Manually setting table column statistics
Question: How do you deal with bad stat counts?

You have a large table and the default planner stats collector underestimates distinct counts of a critical query column thus resulting in much less than optimal query plans. How can you manually set this?

PostgreSQL 9.0 introduced ability to set two settings on table columns: n_distinct and n_distinct_inherited which are described a bit in ALTER TABLE help.

The n_distinct is the estimated number of distinct values for that column with -1 or any negative number representing a percentage of estimated table count instead of a true count.

n_distinct_inherited is a setting useful for parent tables that denotes the estimated distinct count sum of all a parent's child tables.

By tweaking these settings when they are less than optimal, you can influence the query planner to produce better plans. Why this is necessary is mostly for large tables where the stat collector will not query the whole table to determine stats. The stats collector generally queries at most 10-30% of a table.

Determine If you need to set counts

It's always nice to have the stat collector do all these things for you especially if you have a table that is constantly updated and distinct counts can fluctuate a lot. For static tables you may just want to set them manually. So how do you know whether you should bother or not.

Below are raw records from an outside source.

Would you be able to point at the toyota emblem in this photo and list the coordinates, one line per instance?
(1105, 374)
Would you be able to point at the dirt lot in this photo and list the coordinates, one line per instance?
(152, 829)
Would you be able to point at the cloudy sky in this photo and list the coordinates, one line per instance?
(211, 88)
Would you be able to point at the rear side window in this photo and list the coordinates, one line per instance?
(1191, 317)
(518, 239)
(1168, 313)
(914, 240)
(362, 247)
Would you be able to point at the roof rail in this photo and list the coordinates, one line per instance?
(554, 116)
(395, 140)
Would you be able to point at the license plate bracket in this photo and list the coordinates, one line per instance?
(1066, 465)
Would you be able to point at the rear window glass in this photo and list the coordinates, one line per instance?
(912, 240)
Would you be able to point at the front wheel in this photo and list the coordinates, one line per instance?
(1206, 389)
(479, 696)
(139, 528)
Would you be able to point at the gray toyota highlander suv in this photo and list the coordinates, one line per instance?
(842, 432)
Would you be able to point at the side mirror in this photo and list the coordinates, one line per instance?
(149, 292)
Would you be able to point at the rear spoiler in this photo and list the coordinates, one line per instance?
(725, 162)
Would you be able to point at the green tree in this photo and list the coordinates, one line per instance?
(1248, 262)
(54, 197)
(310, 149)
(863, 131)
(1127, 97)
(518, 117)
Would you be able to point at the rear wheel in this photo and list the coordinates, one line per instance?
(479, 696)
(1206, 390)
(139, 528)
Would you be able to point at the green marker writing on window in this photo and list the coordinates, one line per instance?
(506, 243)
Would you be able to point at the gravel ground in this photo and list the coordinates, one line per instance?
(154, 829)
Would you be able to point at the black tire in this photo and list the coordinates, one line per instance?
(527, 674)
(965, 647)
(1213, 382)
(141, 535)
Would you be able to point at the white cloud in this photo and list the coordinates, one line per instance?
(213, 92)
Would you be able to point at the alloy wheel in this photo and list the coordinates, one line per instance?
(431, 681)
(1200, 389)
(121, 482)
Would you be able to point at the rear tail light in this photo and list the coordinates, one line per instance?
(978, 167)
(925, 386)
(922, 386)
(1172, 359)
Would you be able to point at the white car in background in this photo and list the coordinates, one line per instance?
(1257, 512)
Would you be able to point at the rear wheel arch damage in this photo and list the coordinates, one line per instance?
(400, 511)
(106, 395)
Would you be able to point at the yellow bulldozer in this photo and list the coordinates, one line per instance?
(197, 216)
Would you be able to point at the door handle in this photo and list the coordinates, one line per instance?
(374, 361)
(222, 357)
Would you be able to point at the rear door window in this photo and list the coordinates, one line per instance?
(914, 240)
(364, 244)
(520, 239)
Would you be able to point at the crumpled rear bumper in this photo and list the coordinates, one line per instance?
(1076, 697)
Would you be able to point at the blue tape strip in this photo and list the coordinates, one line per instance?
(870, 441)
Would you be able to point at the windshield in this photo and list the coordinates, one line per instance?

Well you can check the current values the stats collector has with this query:


-- determine if your stats are fine - compare estimates with what you know they are --
SELECT tablename, schemaname, attname As colname, n_distinct,
array_to_string(most_common_vals, E'\n') AS common_vals,
array_to_string(most_common_freqs, E'\n') As dist_freq
FROM pg_stats
WHERE tablename = 'table_of_interest'
ORDER BY schemaname, tablename, attname;

You would then compare with your actuals

SELECT count(DISTINCT column_of_interest) FROM table_of_interest;

Will give you the current count.

Setting n_distinct and n_distinct_inherited
You may want to bump this up or down when you set the value. Next to set the column distinct count stats you would do something like below replacing 50 with the count you computed:

-- set stats (non parent tables ) --
ALTER TABLE table_of_interest
   ALTER COLUMN column_of_interest
   SET (n_distinct=50);
   
-- set stats (parent tables in an inheritance hierarchy ) --
ALTER TABLE table_of_interest
   ALTER COLUMN column_of_interest
   SET (n_distinct_inherited=50);